Avergonzada por sus imprudentes palabras, Hayley bajó la mirada y permaneció en silencio.
Pamela alargó el brazo para tocar la manga de su hermana.
– ¿Es así como te hacía sentir el señor Popplemore, Hayley? -le peguntó en tono compasivo.
– No -dijo Hayley rápidamente frunciendo el ceño-. Jeremy nunca influyó sobre mi pulso, sobre cómo me latía el corazón ni sobre mi capacidad para pensar con claridad.
– Entonces… ¿quién? -Los ojos de Pamela se abrieron de par en par mientras miraba fijamente a Hayley-. ¿Te hace sentir el señor Barrettson de ese modo? ¿Del modo en que Marshall me hace sentir a mí?

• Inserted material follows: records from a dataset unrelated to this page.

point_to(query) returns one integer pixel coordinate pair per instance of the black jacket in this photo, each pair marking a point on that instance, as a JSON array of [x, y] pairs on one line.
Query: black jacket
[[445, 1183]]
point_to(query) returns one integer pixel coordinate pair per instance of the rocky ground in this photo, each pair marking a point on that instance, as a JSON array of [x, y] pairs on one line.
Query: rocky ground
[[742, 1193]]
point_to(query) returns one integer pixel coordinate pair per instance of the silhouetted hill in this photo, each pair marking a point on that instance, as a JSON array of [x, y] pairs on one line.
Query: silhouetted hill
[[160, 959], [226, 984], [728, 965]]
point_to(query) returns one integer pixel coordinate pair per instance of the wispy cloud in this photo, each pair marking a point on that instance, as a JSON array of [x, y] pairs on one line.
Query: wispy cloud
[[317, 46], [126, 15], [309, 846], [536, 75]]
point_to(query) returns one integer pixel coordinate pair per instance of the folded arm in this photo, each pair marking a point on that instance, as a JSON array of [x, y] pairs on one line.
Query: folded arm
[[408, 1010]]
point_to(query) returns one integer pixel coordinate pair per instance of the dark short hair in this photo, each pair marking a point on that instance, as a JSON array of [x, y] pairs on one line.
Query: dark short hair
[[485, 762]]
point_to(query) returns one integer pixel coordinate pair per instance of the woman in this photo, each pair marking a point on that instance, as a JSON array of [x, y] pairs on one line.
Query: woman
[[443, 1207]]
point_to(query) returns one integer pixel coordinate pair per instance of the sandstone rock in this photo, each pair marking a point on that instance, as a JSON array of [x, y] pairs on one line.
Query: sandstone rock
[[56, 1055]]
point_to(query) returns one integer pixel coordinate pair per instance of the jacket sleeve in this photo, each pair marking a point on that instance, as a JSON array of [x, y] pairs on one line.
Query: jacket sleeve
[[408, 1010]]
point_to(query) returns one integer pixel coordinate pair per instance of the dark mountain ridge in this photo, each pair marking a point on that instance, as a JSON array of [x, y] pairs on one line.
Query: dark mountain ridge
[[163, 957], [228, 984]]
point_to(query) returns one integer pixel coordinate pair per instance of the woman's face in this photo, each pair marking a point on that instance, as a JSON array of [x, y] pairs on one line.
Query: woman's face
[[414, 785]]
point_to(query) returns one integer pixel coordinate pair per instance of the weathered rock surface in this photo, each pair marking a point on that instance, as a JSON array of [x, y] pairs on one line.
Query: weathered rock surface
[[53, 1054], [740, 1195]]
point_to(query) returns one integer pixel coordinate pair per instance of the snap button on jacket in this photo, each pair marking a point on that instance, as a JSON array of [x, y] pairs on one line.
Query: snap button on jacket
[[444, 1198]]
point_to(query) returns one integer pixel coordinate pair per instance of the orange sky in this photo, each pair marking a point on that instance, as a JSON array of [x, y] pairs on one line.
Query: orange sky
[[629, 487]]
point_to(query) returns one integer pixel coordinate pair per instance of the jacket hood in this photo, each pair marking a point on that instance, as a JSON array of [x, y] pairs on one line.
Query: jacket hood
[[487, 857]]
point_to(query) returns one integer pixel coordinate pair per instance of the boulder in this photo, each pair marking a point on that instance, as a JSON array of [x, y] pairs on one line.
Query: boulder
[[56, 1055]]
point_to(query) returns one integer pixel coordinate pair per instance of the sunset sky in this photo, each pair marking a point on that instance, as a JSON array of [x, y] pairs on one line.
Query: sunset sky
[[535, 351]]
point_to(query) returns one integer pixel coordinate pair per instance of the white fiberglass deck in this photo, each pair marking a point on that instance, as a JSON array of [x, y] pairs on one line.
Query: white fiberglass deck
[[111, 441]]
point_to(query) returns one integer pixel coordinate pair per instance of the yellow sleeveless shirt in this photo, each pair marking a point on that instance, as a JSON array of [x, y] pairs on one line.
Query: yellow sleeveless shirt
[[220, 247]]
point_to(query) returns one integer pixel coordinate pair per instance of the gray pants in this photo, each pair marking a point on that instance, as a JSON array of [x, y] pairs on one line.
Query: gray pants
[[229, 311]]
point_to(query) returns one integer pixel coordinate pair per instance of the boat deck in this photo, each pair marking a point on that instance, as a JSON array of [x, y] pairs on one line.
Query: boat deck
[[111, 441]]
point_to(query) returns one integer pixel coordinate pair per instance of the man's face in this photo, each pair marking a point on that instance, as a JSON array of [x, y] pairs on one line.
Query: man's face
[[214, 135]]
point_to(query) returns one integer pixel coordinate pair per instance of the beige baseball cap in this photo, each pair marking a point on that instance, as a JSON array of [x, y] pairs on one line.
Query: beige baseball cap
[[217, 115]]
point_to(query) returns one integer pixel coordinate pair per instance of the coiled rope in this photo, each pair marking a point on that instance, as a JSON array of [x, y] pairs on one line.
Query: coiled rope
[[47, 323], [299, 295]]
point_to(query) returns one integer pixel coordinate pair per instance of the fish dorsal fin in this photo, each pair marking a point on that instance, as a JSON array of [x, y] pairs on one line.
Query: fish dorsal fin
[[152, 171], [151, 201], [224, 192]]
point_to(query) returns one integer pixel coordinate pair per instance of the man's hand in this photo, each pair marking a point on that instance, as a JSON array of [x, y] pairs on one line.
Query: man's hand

Al principio, Hayley no contestó, temerosa de decir aquellas palabras en alto, incluso a Pamela, pero no quería añadir una mentira más a su larga lista.
– Sí, eso me temo.
Una radiante sonrisa se dibujó en el rostro de Pamela.
– ¡Hayley! ¡Eso es maravilloso! ¡Estoy tan contenta de que hayas encontrado a alguien que te importe! Yo…
– Él me importa -Hayley interrumpió las entusiastas palabras de su hermana-. No he dicho que yo le importe a él.
Pamela cogió la mano de Hayley y se la apretó fuertemente.
– No seas tonta. ¿Cómo no vas a importarle? Le salvaste la vida. Eres hermosa y encantadora y generosa…
– Pamela. -Una sola palabra de Hayley bastó para cortar el discurso de su hermana-. Valoro tu buena intención, pero debes afrontar la realidad, como he hecho yo. Stephen se marchará pronto. Tiene un trabajo lejos de aquí y, cuando se marche, probablemente no volveré a verle nunca más. Sé que me está agradecido, pero eso es todo.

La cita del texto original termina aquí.